We then heard that the main reason for their generous hospitality had been in return for the life-saving food-relief operations undertaken by the Allies in April and May 1945. My recollection is that they were talking about events in the Arnhem area in particular as well as in the Netherlands as a whole and I was puzzled when the Operation Manna articles mentioned only drops in the western Netherlands with no mention of Arnhem in the east of the country. So onto the Internet looking for more details of Operation Manna and what a surprise; I discovered a little piece of my late father-in-law Jack White’s wartime service previously unknown to the family in a report titled ‘Operation Faust’.

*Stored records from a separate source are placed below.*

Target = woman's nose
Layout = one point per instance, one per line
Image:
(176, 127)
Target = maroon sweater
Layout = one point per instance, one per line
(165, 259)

Jack was a young gunnery Lieutenant in the 143rd (Kent Yeomenry) Field Artillery Regiment which gave artillery support to the operations of 49th Infantry Division (The Polar Bears), under command of 1st Canadian Corps, 1st Canadian Army, 21st Army Group (Montgomery). They had been involved in the Nijmegen-Kleve road bombardment in February 1945 then back-tracked to take part in the liberation of Arnhem on 14th April. Following this, 1st Corps was originally scheduled to clear German troops out of western Netherlands and feed the liberated population but the plan was changed and the Corps was stopped a dozen miles east of Utrecht on the 19th. The troops marked time, pending decisions by higher powers on the future of operations in the western Netherlands. General Eisenhower emphasised that operations west of Utrecht "would inevitably involve very heavy casualties among Dutch civil population through bombing and shelling of towns and villages, as well as from starvation and flooding" (it was hoped to prevent the enemy from flooding the whole countryside West of Utrecht which had taken over 300 years to reclaim). Ike concluded that the quickest means of liberating and restoring the western Netherlands "may well be the rapid completion of our main operations".

The first official meeting between Allied and German authorities to discuss emergency food supplies took place in a schoolhouse at Achterveld on 28 April. It was agreed that food would be introduced by air, sea, inland waterways and road. Special provision was made for Allied teams to assist the Dutch medical services and the enemy agreed that no further flooding would take place. A corridor was created, extending south from the railway linking Arnhem and Utrecht to the Waal at Ochten, for the passage of supplies. "Within these bounds there would exist a temporary truce until such time as the feeding arrangements had been concluded.

Operation Faust - feeding the starving people of the Netherlands in 1945‘Operation Faust’, began at 7:30 a.m. on 2 May as the first 3-ton trucks, including those of the Polar Bears, began deliveries to a depot at Rhenen, on the Neder Rijn. The food came from food dumps in Oss and Den Bosch and was transported to Rhenen through Wageningen. By the following day the operation was in full swing, with convoys of 30 vehicles crossing the truce line every 30 minutes. Twelve transport platoons (eight Canadian and four British), comprising 360 vehicles, delivered approximately 1000 tons of supplies daily until the 10th, when the "Faust" organisation was disbanded and responsibility for food distribution transferred to other formations.

The knowledge of this humanitarian operation involving her husband’s Division was a most welcome revelation to his 89-year-old widow whose knowledge of the war consisted of her own experiences of the bombing of Birmingham as she worked as an inspector of Hercules aircraft engines at the Rover Factory and the tales of death and destruction related by her husband as he made his way from Normandy to Germany.

So, thank you, firstly, to the Dutch couple for their outstanding hospitality, secondly to the airmen and soldiers who got us that slap-up meal in 1955, and finally to the aviators of the ACA Saltire Branch whose stories gave us a lead into ‘Operation Faust’.